Alors que le préfet de police fait valoir que la requête est irrecevable, dès lors que M. A... a déposé une demande incomplète qui n’a pas pu faire naître de décision implicite de rejet, M. A... ne justifie pas avoir présenté lors du dépôt de sa demande l’intégralité des pièces nécessaires à l’instruction de celles-ci, et notamment pas les pièces demandées par le préfet de police dans sa demande de pièces complémentaires du 27 mai 2026. En particulier, il ne ressort pas des pièces du dossier que M. A... aurait communiqué au préfet de police des documents justifiant de la régularité de son séjour depuis au moins cinq ans, ni des documents justifiant de sa couverture par une assurance maladie, comme exigé par les dispositions précitées. Par suite, la fin de non-recevoir du préfet de police doit être accueillie.

Il résulte de tout ce qui précède que la requête de M. A... doit être rejetée comme irrecevable en toutes ses conclusions.




D E C I D E :

Article 1er : La requête de M. A... est rejetée.

Article 2 : Le présent jugement sera notifié à M. B... A... et au préfet de police.

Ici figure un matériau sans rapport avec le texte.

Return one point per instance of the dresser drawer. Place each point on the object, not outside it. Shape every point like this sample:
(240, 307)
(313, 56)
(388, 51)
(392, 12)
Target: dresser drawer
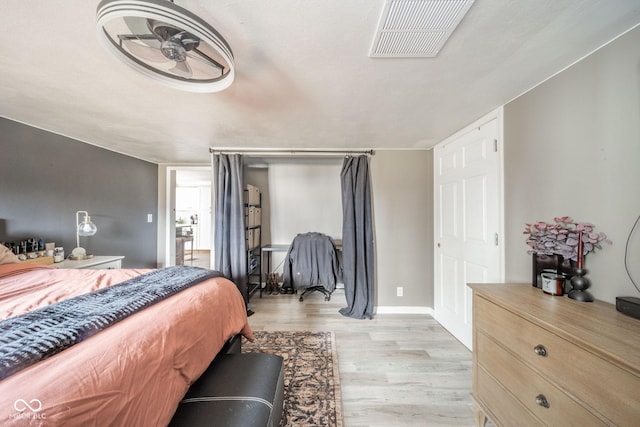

Délibéré après l'audience du 25 juin 2026, à laquelle siégeaient :

Mme Salzmann, présidente,
M. Schaeffer, premier conseiller,
M. Jehl, conseiller.

Rendu public par mise à disposition au greffe le 3 août 2026.



Le rapporteur,
G. SCHAEFFER
La présidente,
M. SALZMANN


Le greffier,



J. WOLFMAN


La République mande et ordonne au préfet de police en ce qui le concerne ou à tous commissaires de justice à ce requis en ce qui concerne les voies de droit commun contre les parties privées, de pourvoir à l'exécution de la présente décision.